Constitutional Law | Education Law

Abstract

The Supreme Court has never squarely addressed the First Amendment status of student-on-student verbal harassment at public institutions of higher education. Does the First Amendment permit public colleges and universities to discipline students on the grounds that their speech has created a hostile learning environment for others on campus? If so, what is the analysis underlying that constitutional judgment, and what are the requisite hallmarks of such an environment? Does it matter whether a student’s speech created the hostile learning environment on its own or whether it wielded that power only by virtue of its combination with the speech of other students? Does it matter whether the speech was directed to those for whom it created the hostile learning environment or whether the speech was merely overheard?

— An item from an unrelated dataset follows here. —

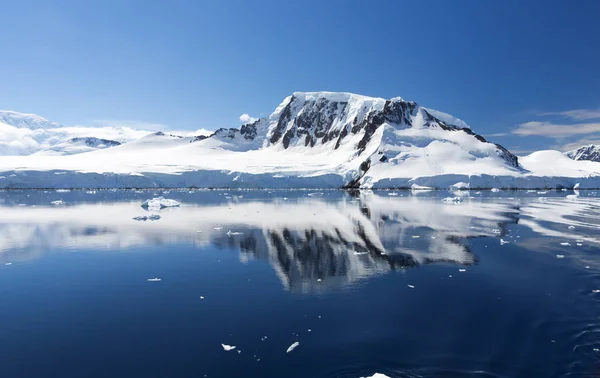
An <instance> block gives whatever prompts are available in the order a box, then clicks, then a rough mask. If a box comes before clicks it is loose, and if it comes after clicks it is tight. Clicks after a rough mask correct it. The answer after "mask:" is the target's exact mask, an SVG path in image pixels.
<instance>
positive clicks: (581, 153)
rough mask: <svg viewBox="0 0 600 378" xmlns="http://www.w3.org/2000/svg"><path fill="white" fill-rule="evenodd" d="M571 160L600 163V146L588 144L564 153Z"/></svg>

This Article addresses those questions. To frame the First Amendment discussion, the Article provides a statute-centered description of harassment and hostile learning environments; the description is a familiar one, but it is nevertheless often mischaracterized. The Article then argues that, if the Court’s Speech Clause jurisprudence was insistently originalist in nature, we could confidently say that the First Amendment gives public colleges and universities broad latitude to discipline students for speech that, in administrators’ judgment, is antithetical to important institutional values. But the Court today rejects key analytic touchstones that an originalist methodology would likely favor. Using the modern Court’s preferred framework, the Article advances arguments that rely heavily upon both tradition and modern free-speech values. The Article contends that, in some circumstances, student speech that creates hostile learning environments for classmates is categorically excluded from the First Amendment’s protection. In other circumstances, however, the First Amendment shields students from discipline, unless they make harassing statements with a mens rea akin to that of actual malice in defamation law.